Sylviane Corbion : L'école inclusive entre idéalisme et réalité 

Les nobles idées ne suffisent pas. Professeure des écoles et enseignante spécialisée, docteure en sociologie, Sylviane Corbion témoigne des réalités de l'école inclusive au regard des prescriptions officielles. Son ouvrage (éditions Erès) fait la part belle aux témoignages d'acteurs de terrain. Elle souligne "l'écart abyssal" entre le prescrit et le réel, la souffrance des enfants et des enseignants piégés dans une relation scolaire inadaptée et pas préparée. Un témoignage qui rétablit la vérité et une analyse qui appelle à une autre politique.

 

Votre livre est celui d'une spécialiste mais aussi et peut-être surtout celui d'un acteur de terrain.
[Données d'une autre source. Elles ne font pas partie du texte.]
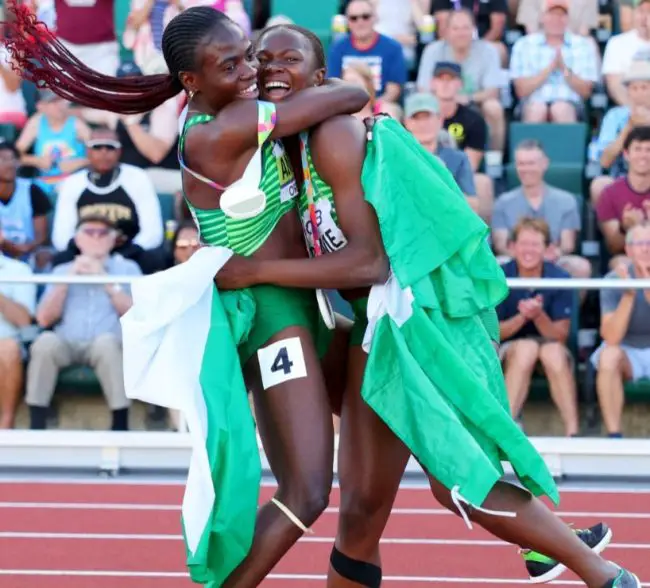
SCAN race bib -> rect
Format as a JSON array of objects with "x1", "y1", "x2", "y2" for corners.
[
  {"x1": 273, "y1": 143, "x2": 298, "y2": 204},
  {"x1": 302, "y1": 197, "x2": 348, "y2": 257}
]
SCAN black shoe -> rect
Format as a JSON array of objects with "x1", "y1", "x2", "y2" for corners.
[{"x1": 521, "y1": 522, "x2": 613, "y2": 583}]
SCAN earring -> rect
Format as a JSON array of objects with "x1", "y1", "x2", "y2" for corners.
[{"x1": 188, "y1": 90, "x2": 196, "y2": 102}]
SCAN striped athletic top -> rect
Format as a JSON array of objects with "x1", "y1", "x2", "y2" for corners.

C'est important de faire entendre la parole des acteurs de terrain sur un sujet comme l'école inclusive ?

 

C'est très important. On voit bien, par exemple dans le récent Grenelle de l'éducation, à quel point ils sont mis à part. Les états-majors des pouvoirs publics décident et les gens du terrain se retrouvent à faire ce qu'on leur demande sans avoir la possibilité de se faire entendre. Il y a pourtant des choses à apprendre sur ce qui est humainement possible  de mettre en place dans les écoles. S'il y avait plus de concertation les réformes pourraient être plus ambitieuses et effectives.

 

Il y a un discours officiel sur l'école inclusive. Mais quelle est la situation réelle ?

 

Le problème de l'école inclusive c'est que les enseignants sont peu expérimentés et formés avec des élèves qui ont des besoins très larges. L'école inclusive ne concerne pas que les enfants handicapés mais aussi les élèves en difficulté scolaire ou en difficulté sociale. Ca peut être aussi des élèves trop lents par rapport à des programmes qui sont les mêmes pour tous. Les programmes ne sont pas différenciés en France  à la différence de l'Italie.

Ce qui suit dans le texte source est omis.